[distcc] Parsing boost headers

Thu Feb 17 04:17:26 MST 2011

Thanks Martin and Fergus for the feedback.

I'm happy to report some more progress on improving the include_server. Before I was fixing bugs, but now I'm looking more at the performance, particularly when parsing boost headers. According to my tests, the parser now runs about 1000x faster when evaluating the include closure for a test file.

Unfortunately these improvements may not be enough to get a successful distributed compile with the boost headers. (See Bad News below)

In any case, I've pushed the changes up to my branch here: https://code.launchpad.net/~arankine/distcc/issue16

OK, so what did I do to improve the performance so much?

Firstly I implemented the optimisation mentioned in a previous email. This was to remove the unexpanded function-like macro from the set of possible expansions. Before, if you had a macro call "FOO()" for evaluation, then the unexpanded "FOO()" would be added to the list of possible expansions, before looking up the FOO macro definition and expanding from there. All I did was not add "FOO()" to the set of possible expansions, and instead immediately recurse into its definitions.

The next thing was to observe that a few key boost macros were being multiply-defined in order to support compiler bugs. Crucially, some of these were being used in calculating include file names, particularly in the boost preprocessor and MPL libraries. The fix here was a bit hacky, but it worked. I just defined a set of hard-coded "override" macros which always take precedence to those declared in the header files.

For example, boost defines BOOST_PP_CAT(a,b) in order to do the a##b operation in a portable manner across many compilers. However the multiple possible definitions (which you can see in the test file below) lead to an explosion in the number of expansions inside the macro evaluation code. The solution was to define an override macro for BOOST_PP_CAT (and a few others) and short-circuit many possible evaluation paths.

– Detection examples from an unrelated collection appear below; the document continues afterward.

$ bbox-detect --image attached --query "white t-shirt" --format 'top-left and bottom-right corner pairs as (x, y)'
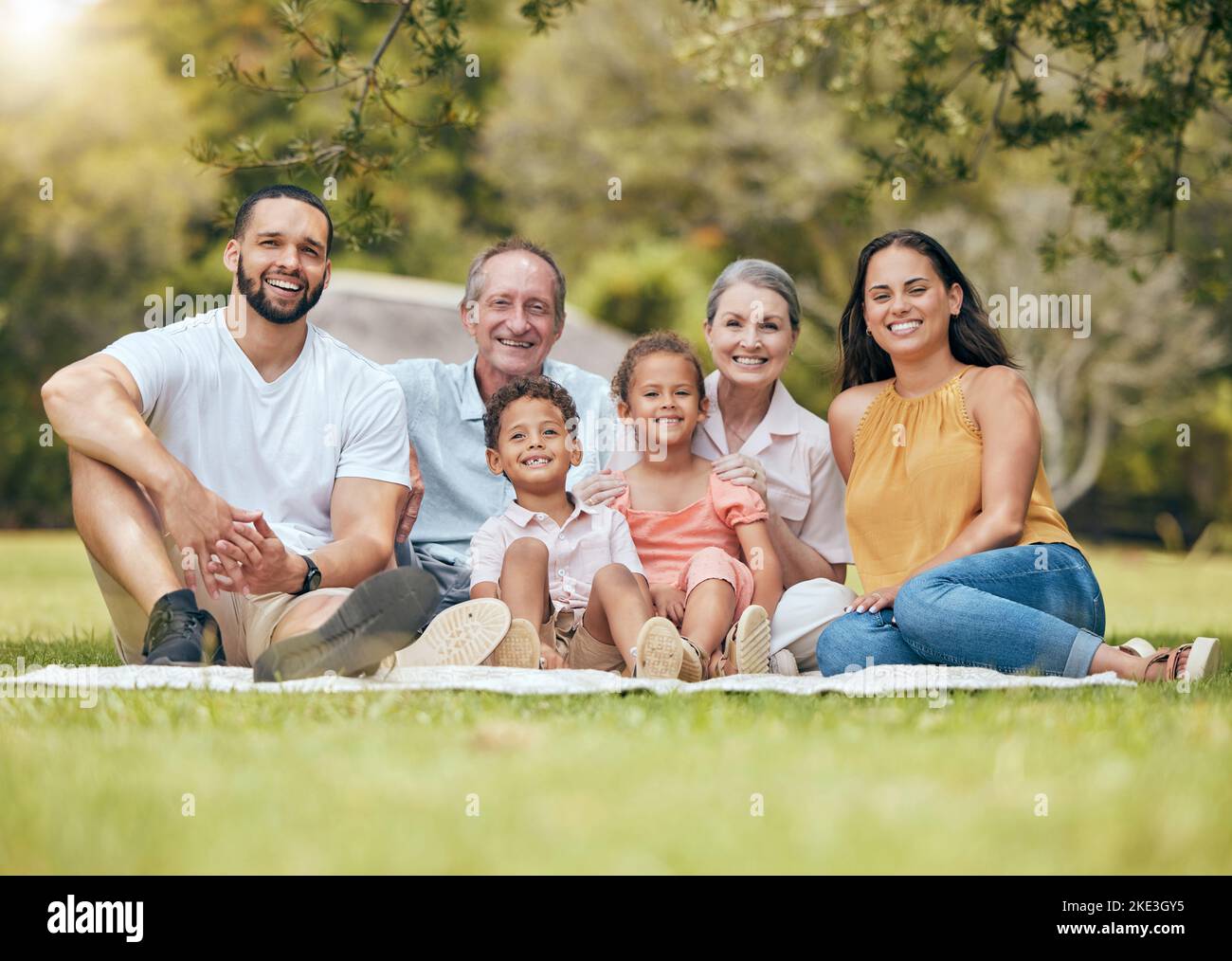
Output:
(102, 309), (410, 553)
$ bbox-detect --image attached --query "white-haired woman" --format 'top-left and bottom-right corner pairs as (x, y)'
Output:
(574, 260), (855, 674)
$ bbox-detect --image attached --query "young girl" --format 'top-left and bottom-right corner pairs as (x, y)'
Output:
(612, 332), (783, 680)
(817, 230), (1220, 681)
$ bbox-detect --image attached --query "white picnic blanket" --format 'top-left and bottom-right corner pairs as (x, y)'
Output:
(0, 664), (1134, 699)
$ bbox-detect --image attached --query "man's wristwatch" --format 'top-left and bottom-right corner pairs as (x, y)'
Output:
(295, 554), (320, 598)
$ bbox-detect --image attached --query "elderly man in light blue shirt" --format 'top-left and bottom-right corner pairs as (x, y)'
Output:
(387, 238), (616, 610)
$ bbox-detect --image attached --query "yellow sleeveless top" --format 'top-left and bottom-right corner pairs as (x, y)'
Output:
(846, 365), (1081, 590)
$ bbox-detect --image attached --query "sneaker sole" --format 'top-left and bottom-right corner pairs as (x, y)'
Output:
(253, 568), (440, 681)
(398, 598), (507, 668)
(770, 648), (800, 678)
(727, 604), (770, 674)
(637, 617), (685, 680)
(483, 617), (539, 670)
(1184, 637), (1223, 680)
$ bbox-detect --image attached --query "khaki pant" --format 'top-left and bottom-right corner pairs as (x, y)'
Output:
(86, 537), (352, 668)
(539, 608), (625, 672)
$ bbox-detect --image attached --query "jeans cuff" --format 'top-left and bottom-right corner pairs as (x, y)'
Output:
(1062, 631), (1104, 678)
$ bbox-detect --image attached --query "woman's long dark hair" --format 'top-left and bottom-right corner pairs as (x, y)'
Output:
(839, 230), (1019, 390)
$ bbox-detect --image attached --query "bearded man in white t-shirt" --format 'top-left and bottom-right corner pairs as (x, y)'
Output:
(44, 185), (448, 680)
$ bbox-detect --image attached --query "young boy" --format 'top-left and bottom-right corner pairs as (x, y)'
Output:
(471, 377), (680, 678)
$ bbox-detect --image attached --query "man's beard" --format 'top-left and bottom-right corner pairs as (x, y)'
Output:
(235, 255), (325, 324)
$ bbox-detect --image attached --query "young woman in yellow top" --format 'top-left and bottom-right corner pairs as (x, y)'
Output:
(817, 230), (1220, 680)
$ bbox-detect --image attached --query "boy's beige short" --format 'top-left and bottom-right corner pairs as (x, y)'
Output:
(539, 608), (625, 670)
(86, 537), (352, 668)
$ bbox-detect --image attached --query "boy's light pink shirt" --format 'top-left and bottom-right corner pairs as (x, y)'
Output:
(471, 501), (643, 611)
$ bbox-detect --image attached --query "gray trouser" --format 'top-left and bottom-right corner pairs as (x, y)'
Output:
(394, 541), (471, 617)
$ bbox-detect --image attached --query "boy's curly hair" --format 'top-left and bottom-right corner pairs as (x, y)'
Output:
(612, 330), (706, 404)
(483, 377), (578, 451)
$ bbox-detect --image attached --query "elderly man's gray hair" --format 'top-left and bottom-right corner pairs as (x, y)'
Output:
(462, 237), (564, 330)
(706, 259), (800, 330)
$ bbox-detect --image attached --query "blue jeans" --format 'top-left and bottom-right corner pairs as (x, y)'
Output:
(817, 543), (1104, 678)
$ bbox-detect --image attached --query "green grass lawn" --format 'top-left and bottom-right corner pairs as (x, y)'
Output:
(0, 534), (1232, 874)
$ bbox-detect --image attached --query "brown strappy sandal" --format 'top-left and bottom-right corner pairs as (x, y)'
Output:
(1142, 637), (1223, 682)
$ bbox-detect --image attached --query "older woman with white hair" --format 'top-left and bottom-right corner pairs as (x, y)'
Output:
(574, 260), (855, 674)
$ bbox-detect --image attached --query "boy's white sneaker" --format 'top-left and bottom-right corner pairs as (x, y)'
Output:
(398, 598), (507, 668)
(633, 617), (685, 680)
(770, 648), (800, 678)
(483, 617), (539, 670)
(723, 604), (770, 674)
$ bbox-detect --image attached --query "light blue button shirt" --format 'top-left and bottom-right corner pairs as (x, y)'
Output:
(386, 356), (616, 564)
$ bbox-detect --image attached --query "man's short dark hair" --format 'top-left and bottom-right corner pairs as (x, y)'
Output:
(483, 377), (578, 451)
(231, 184), (334, 256)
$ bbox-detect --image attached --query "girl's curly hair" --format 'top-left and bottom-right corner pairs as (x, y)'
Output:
(612, 330), (706, 404)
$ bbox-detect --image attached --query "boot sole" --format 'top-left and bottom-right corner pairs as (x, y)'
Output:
(253, 568), (440, 681)
(398, 598), (507, 668)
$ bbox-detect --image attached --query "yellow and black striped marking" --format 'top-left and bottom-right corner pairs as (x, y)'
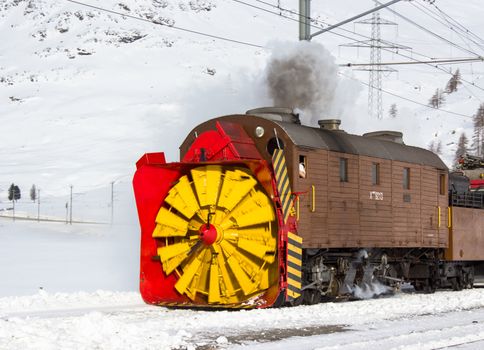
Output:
(272, 149), (292, 223)
(287, 232), (302, 299)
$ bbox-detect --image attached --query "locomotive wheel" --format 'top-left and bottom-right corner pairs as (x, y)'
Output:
(153, 165), (278, 305)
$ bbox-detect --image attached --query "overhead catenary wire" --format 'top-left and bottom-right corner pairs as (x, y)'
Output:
(339, 57), (484, 67)
(65, 0), (265, 49)
(410, 2), (484, 55)
(432, 3), (484, 44)
(375, 0), (479, 56)
(236, 0), (484, 95)
(340, 73), (473, 118)
(65, 0), (484, 103)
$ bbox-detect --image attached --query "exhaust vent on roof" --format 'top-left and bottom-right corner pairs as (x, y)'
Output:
(245, 107), (301, 124)
(318, 119), (341, 130)
(363, 130), (405, 145)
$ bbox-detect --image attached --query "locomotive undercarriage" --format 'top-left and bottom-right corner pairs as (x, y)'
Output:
(294, 248), (481, 304)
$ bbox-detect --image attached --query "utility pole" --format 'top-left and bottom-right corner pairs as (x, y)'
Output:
(111, 181), (114, 225)
(37, 188), (40, 221)
(69, 185), (72, 225)
(308, 0), (402, 40)
(299, 0), (311, 41)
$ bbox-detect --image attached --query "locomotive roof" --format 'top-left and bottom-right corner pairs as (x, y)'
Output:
(275, 121), (448, 170)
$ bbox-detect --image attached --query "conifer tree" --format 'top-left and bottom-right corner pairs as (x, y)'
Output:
(472, 103), (484, 157)
(388, 103), (398, 118)
(445, 69), (462, 94)
(30, 185), (37, 202)
(454, 132), (468, 165)
(429, 89), (445, 108)
(8, 184), (15, 201)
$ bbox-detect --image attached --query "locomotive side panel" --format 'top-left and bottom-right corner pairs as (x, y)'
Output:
(420, 166), (448, 247)
(292, 148), (329, 248)
(358, 156), (396, 247)
(392, 161), (422, 247)
(328, 152), (360, 248)
(437, 170), (452, 248)
(445, 207), (484, 261)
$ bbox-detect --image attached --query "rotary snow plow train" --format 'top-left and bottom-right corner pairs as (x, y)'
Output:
(133, 108), (484, 308)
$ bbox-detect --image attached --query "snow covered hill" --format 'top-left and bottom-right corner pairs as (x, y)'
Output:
(0, 0), (484, 349)
(0, 0), (483, 211)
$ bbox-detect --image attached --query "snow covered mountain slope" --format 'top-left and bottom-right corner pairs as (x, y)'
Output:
(0, 0), (483, 206)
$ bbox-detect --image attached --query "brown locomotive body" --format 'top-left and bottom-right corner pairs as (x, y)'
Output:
(180, 109), (484, 303)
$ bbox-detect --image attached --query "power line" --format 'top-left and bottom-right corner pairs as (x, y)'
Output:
(65, 0), (265, 49)
(339, 57), (484, 67)
(340, 73), (473, 118)
(410, 2), (484, 54)
(432, 3), (484, 47)
(375, 0), (479, 56)
(238, 0), (484, 95)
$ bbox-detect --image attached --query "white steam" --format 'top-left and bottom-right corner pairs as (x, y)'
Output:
(265, 41), (361, 125)
(351, 282), (392, 299)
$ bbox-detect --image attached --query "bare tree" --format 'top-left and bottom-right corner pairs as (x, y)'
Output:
(454, 132), (468, 165)
(429, 89), (445, 108)
(30, 185), (37, 202)
(428, 140), (442, 154)
(445, 69), (462, 94)
(388, 103), (398, 118)
(472, 103), (484, 157)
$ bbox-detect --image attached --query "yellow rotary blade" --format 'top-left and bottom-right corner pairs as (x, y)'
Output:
(218, 169), (257, 211)
(153, 165), (278, 305)
(208, 254), (221, 303)
(153, 207), (188, 237)
(175, 250), (202, 299)
(237, 238), (268, 259)
(157, 242), (195, 264)
(191, 165), (222, 207)
(220, 191), (275, 230)
(165, 175), (200, 218)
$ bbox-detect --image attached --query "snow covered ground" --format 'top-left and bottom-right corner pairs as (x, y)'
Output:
(0, 0), (484, 350)
(0, 289), (484, 350)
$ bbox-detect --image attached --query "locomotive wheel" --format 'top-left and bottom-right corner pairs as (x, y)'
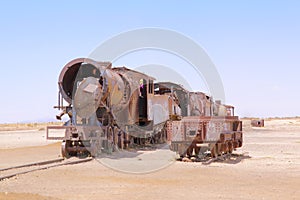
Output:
(228, 142), (233, 154)
(210, 144), (218, 158)
(117, 131), (124, 149)
(194, 147), (200, 157)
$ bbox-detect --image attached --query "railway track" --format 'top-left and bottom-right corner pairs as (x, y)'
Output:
(0, 158), (93, 181)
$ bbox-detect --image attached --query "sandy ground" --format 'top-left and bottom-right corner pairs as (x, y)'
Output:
(0, 118), (300, 199)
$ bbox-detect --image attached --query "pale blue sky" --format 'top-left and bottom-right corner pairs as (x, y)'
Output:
(0, 0), (300, 123)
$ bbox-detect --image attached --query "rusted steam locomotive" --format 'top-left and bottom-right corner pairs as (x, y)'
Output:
(47, 58), (243, 157)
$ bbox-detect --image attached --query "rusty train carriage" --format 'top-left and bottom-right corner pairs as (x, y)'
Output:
(47, 58), (243, 157)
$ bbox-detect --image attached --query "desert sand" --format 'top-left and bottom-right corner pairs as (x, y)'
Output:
(0, 118), (300, 200)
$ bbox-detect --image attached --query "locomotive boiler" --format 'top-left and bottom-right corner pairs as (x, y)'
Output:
(47, 58), (243, 157)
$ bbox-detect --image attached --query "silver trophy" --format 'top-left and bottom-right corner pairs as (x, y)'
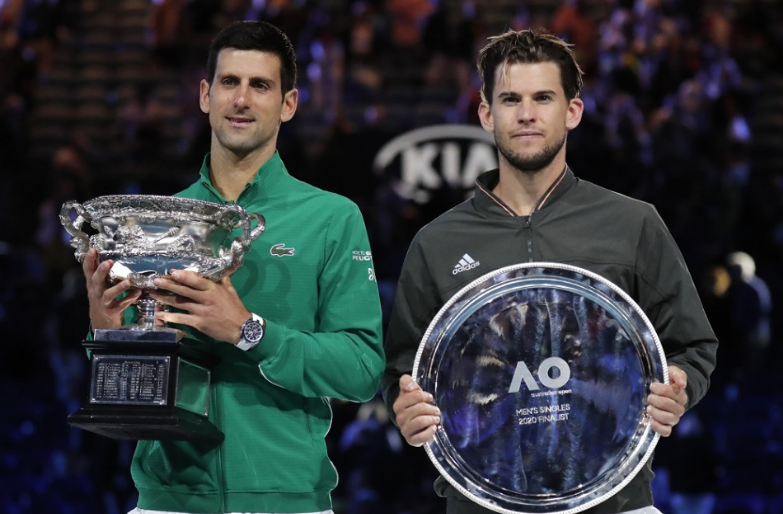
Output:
(413, 263), (668, 514)
(60, 195), (266, 441)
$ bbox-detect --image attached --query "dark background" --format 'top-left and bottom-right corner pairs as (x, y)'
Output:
(0, 0), (783, 514)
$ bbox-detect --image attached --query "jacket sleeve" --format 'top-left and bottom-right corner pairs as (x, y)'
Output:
(242, 204), (384, 401)
(381, 234), (442, 423)
(636, 207), (718, 408)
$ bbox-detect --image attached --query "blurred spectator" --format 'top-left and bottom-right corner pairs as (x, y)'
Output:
(150, 0), (193, 68)
(386, 0), (435, 49)
(551, 0), (598, 73)
(726, 252), (772, 372)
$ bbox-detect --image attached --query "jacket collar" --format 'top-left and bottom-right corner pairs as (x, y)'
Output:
(474, 166), (576, 218)
(199, 151), (290, 204)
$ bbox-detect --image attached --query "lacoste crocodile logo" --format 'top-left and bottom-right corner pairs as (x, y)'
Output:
(269, 243), (294, 257)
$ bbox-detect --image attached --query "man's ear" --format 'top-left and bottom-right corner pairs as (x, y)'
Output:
(478, 102), (495, 133)
(280, 89), (299, 123)
(566, 98), (585, 130)
(198, 79), (209, 114)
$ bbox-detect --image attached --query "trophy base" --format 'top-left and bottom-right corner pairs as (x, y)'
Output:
(68, 406), (224, 443)
(73, 328), (224, 442)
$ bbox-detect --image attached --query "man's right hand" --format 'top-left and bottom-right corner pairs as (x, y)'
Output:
(393, 375), (440, 446)
(82, 248), (141, 330)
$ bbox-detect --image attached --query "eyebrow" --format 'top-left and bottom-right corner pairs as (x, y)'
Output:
(217, 73), (275, 85)
(498, 89), (557, 100)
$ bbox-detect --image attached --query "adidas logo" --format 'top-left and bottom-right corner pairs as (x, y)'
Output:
(451, 254), (481, 275)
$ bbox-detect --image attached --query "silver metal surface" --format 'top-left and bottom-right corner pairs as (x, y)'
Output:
(413, 262), (668, 514)
(60, 195), (265, 289)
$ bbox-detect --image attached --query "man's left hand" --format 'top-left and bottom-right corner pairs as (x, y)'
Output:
(647, 366), (688, 437)
(150, 270), (250, 344)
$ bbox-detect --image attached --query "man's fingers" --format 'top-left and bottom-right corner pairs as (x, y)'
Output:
(393, 389), (437, 415)
(650, 420), (672, 437)
(400, 375), (421, 393)
(170, 270), (215, 291)
(669, 366), (688, 389)
(403, 425), (438, 446)
(82, 248), (98, 279)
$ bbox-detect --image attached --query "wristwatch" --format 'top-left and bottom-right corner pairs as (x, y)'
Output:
(236, 314), (266, 351)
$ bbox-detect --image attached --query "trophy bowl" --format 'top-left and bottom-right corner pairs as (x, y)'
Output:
(60, 195), (266, 329)
(413, 262), (668, 514)
(60, 195), (266, 442)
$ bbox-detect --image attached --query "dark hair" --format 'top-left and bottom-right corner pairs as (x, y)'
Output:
(476, 29), (584, 104)
(207, 21), (296, 95)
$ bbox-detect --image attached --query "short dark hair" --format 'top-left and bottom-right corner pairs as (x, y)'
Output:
(476, 29), (584, 104)
(207, 21), (296, 95)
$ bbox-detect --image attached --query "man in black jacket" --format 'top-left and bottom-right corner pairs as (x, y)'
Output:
(383, 30), (717, 514)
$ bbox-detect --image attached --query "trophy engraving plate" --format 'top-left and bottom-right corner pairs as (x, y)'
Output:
(60, 195), (266, 442)
(90, 355), (171, 405)
(413, 263), (668, 514)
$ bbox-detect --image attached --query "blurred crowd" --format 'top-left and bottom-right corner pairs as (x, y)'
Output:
(0, 0), (783, 514)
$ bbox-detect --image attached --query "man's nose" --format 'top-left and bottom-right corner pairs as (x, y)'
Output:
(517, 100), (536, 123)
(234, 86), (247, 109)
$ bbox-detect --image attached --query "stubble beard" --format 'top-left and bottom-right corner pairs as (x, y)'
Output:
(495, 132), (568, 173)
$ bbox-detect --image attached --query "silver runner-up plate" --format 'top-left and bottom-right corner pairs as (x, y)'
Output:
(413, 262), (669, 514)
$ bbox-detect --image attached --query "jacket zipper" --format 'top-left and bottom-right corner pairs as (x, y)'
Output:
(524, 212), (533, 262)
(210, 378), (226, 512)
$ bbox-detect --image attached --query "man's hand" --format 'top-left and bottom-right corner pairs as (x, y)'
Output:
(150, 270), (250, 344)
(393, 375), (440, 446)
(82, 248), (141, 330)
(647, 366), (688, 437)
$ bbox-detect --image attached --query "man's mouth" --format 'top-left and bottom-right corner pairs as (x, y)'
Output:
(226, 116), (254, 127)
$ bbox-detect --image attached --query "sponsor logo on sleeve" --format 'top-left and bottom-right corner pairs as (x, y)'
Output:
(351, 250), (372, 261)
(269, 243), (294, 257)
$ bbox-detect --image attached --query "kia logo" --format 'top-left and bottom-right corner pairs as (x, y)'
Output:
(373, 125), (498, 204)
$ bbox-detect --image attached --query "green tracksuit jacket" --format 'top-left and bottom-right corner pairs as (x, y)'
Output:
(131, 154), (384, 513)
(383, 169), (718, 514)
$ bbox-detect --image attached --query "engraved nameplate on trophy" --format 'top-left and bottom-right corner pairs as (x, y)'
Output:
(60, 195), (265, 441)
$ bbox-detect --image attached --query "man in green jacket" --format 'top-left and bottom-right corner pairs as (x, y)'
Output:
(84, 22), (384, 514)
(383, 30), (718, 514)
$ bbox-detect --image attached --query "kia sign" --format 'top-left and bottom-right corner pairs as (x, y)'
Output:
(373, 125), (498, 204)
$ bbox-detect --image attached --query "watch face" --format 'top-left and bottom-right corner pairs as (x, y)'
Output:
(242, 319), (264, 343)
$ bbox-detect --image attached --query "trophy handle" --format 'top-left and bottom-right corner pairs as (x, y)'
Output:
(221, 205), (266, 270)
(247, 212), (266, 241)
(60, 200), (90, 262)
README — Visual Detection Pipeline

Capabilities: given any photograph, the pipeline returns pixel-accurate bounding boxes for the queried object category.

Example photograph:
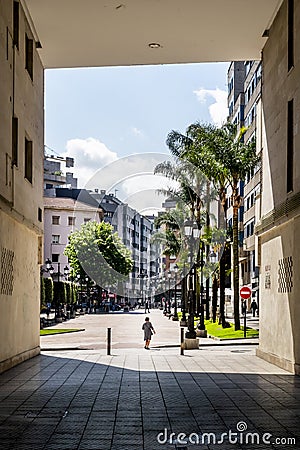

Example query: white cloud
[62,138,118,187]
[193,88,228,126]
[131,127,144,137]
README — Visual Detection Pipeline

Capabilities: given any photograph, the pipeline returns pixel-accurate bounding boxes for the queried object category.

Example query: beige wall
[258,1,300,373]
[0,0,44,372]
[0,211,40,372]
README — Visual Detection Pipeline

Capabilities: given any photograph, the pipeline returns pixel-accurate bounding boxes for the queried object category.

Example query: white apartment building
[44,197,103,272]
[0,0,300,373]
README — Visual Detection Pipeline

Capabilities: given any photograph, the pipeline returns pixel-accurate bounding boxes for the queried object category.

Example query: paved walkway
[0,311,300,450]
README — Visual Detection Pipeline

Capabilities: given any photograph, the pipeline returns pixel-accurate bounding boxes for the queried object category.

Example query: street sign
[240,286,252,300]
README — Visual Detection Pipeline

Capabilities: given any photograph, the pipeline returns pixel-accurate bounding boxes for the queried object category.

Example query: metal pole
[106,328,111,355]
[199,241,205,330]
[180,327,184,355]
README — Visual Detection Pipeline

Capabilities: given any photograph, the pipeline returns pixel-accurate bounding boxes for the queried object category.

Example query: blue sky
[45,63,228,212]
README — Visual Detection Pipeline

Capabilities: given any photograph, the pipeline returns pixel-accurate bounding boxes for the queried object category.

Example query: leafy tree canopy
[64,221,133,287]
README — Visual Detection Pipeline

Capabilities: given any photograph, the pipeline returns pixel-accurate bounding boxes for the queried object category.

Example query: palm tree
[167,122,259,330]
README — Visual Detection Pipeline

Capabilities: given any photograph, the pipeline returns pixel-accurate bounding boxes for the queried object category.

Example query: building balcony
[244,205,255,223]
[243,234,255,252]
[44,173,66,184]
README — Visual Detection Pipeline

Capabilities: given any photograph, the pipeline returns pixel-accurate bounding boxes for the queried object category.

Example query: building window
[12,117,19,166]
[25,34,33,80]
[52,234,60,244]
[52,216,60,225]
[25,138,32,183]
[51,253,59,262]
[68,216,76,226]
[286,100,294,192]
[288,0,294,70]
[13,1,20,48]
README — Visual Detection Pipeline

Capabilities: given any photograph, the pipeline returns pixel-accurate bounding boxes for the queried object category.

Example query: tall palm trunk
[232,187,241,330]
[212,275,218,323]
[219,185,227,328]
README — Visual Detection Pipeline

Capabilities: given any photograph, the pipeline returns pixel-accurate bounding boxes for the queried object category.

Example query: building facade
[0,0,300,372]
[256,0,300,373]
[0,0,44,372]
[44,197,103,273]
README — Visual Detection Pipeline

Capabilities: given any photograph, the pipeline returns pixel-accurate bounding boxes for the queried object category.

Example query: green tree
[64,221,133,287]
[167,122,259,330]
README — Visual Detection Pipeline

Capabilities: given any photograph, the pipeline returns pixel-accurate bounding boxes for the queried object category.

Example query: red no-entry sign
[240,286,252,300]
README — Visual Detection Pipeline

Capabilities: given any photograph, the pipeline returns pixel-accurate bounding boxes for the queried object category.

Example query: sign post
[240,286,252,338]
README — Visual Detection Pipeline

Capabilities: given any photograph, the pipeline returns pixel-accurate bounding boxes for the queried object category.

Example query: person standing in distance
[142,317,155,350]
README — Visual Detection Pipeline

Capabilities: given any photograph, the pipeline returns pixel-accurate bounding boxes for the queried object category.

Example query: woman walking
[142,317,155,350]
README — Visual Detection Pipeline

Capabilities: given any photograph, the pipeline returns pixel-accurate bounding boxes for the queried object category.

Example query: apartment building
[44,197,103,273]
[227,61,262,309]
[0,0,300,373]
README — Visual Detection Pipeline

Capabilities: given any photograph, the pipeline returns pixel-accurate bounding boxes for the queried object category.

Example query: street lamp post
[184,220,200,339]
[198,240,205,330]
[168,270,172,318]
[180,263,187,327]
[173,264,178,321]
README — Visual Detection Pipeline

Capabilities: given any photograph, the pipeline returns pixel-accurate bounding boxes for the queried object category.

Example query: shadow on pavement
[0,352,300,450]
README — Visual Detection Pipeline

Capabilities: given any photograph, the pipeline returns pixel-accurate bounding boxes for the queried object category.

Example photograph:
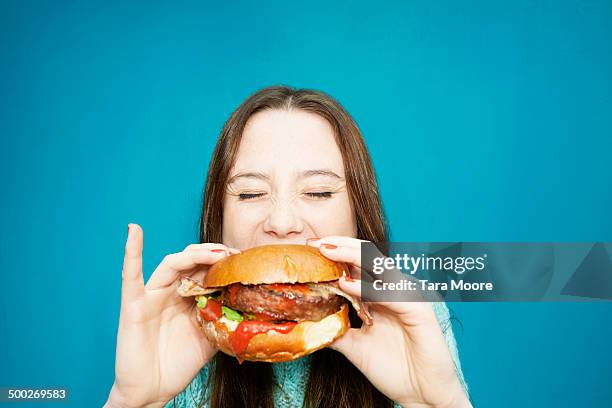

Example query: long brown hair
[200,86,392,408]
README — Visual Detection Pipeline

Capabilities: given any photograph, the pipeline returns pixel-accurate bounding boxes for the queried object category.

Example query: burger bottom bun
[196,304,350,363]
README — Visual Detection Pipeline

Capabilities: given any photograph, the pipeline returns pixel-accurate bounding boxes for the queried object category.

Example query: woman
[107,87,470,408]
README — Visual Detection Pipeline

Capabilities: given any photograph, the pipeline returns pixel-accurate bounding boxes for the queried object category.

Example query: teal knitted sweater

The second optimisation (override macros) also has the benefit that you can prevent many unneeded header files from being included in the closure. For example, there are directories of header files in boost/mpl/_aux which are compiler-specific and are selected at runtime based on which compiler is in use. By creating an override macro definition (BOOST_MPL_CFG_COMPILER_DIR) we can just point at the gcc-specific headers, and ignore the rest.

The results:

With neither optimisation, my test file was parsed in approx 110s.
With the first optimistation, the parsing time dropped to approx 6s.
With the first and second optimisations, the parsing time dropped to approx 0.06s.

Anyway here is the test file if you want to have a play: http://pastebin.com/hhQCQg7y (evalperf.cpp)
Here is associated test script, obviously you'll need to modify a few file paths: http://pastebin.com/AfeFWZyy (evalperf.py)

Now the Bad News.

Basically it seems that even this may not enough to parse the boost headers. It seems to parse some of them just fine, but others will probably still result in timeouts. This is due to the number and complexity of the boost headers.

I tested the include parser on the boost/spirit/include/qi.hpp header (a particularly complex case), and returned almost 1500 header files in the closure. This is likely to take some time, no matter what the parser!

There are a number of different next steps here, but I'm going to take a bit more time to examine the feasibility of these changes in a real production environment, before deciding how to proceed.